Body candle menggambarkan jarak antara open dan close; shadow (ekor) menunjukkan ekstensi ke high/low. Candle hijau/bullish atau merah/bearish hanya konvensi warna — intinya siapa yang menang antara pembukaan dan penutupan periode.
Mini-skenario close vs wick: EUR/USD H4 buka di 1.0850, sempat naik ke 1.0890 (high), turun ke 1.0830 (low), close di 1.0840. Hasil: body bearish 10 pip (1.0850 → 1.0840), wick atas 40 pip, wick bawah 10 pip. Cerita: pembeli mendorong harga 40 pip, gagal menahan, dan penjual menutup di bawah open. Sinyal: upside rejection.
Take-away: close adalah verdict; wick adalah cerita perjalanan. Trader pro lebih percaya close daripada high/low intraperiod.
Checklist baca candle
- Open dan close: siapa menang (body bullish/bearish)?
- Wick atas/bawah: arah mana yang ditolak?
- Body besar atau kecil relatif terhadap candle sebelumnya?
- Posisi candle di struktur (di S/R, di tengah range, di luar zona)?
- Apakah next candle mengkonfirmasi cerita ini?
Line chart — kapan berguna?
Chart garis biasanya menghubungkan harga close berurutan sehingga terlihat “lebih halus”. Cocok untuk melihat arah besar tanpa noise intra-candle, tetapi menyembunyikan informasi high/low dan struktur penolakan di dalam bar.
Timeframe: harian, jam, 15 menit — panduan praktis forex
Di forex, timeframe rendah bukan “lebih akurat” — hanya resolusi berbeda pada data yang sama:
- Harian (1D) — konteks struktur mingguan/bulanan, level besar, dan bias makro singkat.

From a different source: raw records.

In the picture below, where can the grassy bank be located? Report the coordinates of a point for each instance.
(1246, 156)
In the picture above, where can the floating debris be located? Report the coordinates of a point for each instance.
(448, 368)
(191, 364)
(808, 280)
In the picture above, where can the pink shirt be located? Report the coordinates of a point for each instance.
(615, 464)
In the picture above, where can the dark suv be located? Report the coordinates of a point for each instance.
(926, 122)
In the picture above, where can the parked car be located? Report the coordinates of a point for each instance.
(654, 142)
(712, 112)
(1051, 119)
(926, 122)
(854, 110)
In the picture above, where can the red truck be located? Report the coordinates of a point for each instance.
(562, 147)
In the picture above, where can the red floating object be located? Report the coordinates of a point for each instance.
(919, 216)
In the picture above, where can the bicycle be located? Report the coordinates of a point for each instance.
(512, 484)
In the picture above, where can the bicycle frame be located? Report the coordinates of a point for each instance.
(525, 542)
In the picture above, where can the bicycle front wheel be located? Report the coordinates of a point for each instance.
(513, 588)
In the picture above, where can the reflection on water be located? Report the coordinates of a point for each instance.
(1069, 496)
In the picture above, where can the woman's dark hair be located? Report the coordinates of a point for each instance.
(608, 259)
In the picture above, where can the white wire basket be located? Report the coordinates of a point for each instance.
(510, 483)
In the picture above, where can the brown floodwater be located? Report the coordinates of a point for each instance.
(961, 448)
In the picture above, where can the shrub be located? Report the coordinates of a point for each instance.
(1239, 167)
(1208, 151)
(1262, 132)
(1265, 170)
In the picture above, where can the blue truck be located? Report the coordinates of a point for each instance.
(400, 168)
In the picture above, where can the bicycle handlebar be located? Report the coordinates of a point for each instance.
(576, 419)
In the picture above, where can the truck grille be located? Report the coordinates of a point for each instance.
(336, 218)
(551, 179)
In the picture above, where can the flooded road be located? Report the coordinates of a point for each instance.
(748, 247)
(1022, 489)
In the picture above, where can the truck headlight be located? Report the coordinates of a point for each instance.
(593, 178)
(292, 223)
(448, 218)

- Per jam (1H) — titik masuk yang lebih halus sambil tetap melihat beberapa hari ke belakang dengan nyaman.
- 15 menit (M15) — sering dipakai trader intraday untuk penyempurnaan eksekusi; membutuhkan disiplin biaya (spread vs jarak target).
Pola umum: tentukan skenario di timeframe lebih tinggi, lalu cari konfirmasi di timeframe lebih rendah — bukan sebaliknya.
Take-away: TF besar = peta, TF kecil = jalan. Jangan trade tanpa peta.
Lanjutkan ke materi pola candle di Materi: Candlestick.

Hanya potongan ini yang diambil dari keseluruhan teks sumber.